In inorganic chemistry, a Nowotny chimney ladder phase (NCL phase) is a particular intermetallic crystal structure found with certain binary compounds. NLC phases are generally tetragonal and are composed of two separate sublattices. The first is a tetragonal array of transition metal atoms, generally from group 4 through group 9 of the periodic table. Contained within this array of transition metal atoms is a second network of main group atoms, typically from group 13 (boron group) or group 14 (carbon group). The transition metal atoms form a chimney with helical zigzag chain. The main-group elements form a ladder spiraling inside the transition metal helix.

The phase is named after one of the early investigators H. Nowotny. Examples are RuGa2, Mn4Si7, Ru2Ge3, Ir3Ga5, Ir4Ge5 V17Ge31, Cr11Ge19, Mn11Si19, Mn15Si26, Mo9Ge16, Mo13Ge23, Rh10Ga17, and Rh17Ge22.

In RuGa2 the ruthenium atoms in the chimney are separated by 329 pm. The gallium atoms spiral around the Ru chimney with a Ga–Ga intrahelix distance of 257 pm. The view perpendicular to the chimney axis is that of a hexagonal lattice with gallium atoms occupying the vertices and ruthenium atoms occupying the center. Each gallium atom bonds to 5 other gallium atoms forming a distorted trigonal bipyramid. The gallium atoms carry a positive charge and the ruthenium atoms have a formal charge of −2 (filled 4d shell).

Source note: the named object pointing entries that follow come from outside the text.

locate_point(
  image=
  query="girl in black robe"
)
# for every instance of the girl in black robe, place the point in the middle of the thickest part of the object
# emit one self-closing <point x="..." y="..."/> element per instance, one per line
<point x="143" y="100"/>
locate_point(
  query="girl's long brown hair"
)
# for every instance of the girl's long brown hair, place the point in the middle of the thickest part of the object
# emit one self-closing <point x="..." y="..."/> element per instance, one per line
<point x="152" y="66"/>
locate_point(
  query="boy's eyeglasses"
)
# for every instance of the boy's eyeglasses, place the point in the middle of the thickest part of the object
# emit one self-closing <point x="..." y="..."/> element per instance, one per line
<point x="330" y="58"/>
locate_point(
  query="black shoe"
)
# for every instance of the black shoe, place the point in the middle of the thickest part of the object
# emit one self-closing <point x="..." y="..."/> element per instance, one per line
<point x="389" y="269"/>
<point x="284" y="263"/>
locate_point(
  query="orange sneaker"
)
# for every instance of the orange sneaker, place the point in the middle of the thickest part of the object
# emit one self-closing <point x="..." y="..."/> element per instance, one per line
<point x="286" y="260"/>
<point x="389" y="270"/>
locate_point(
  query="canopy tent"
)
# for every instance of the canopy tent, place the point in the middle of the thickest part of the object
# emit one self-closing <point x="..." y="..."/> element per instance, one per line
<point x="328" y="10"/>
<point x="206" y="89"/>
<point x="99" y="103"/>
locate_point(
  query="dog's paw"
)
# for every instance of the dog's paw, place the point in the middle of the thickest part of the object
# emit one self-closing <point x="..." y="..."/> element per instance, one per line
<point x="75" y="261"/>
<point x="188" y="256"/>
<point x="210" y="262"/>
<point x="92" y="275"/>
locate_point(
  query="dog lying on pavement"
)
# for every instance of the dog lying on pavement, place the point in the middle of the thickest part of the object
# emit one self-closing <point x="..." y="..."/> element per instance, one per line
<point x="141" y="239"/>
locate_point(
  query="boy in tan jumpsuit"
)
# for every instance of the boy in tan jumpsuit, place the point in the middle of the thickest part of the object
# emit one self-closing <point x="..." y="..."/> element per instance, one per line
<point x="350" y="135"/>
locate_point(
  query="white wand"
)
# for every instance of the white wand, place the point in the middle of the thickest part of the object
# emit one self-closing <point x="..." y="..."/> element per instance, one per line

In Ru2Sn3 the ruthenium atoms spiral around the tin inner helix. In two dimension the Ru atoms form a tetragonal lattice with the tin atoms appearing as triangular units in the Ru channels.

The occurrence of a LCP phase can be predicted by the so-called 14 electron rule. In it the total number of valence electrons per transition metal atom is 14.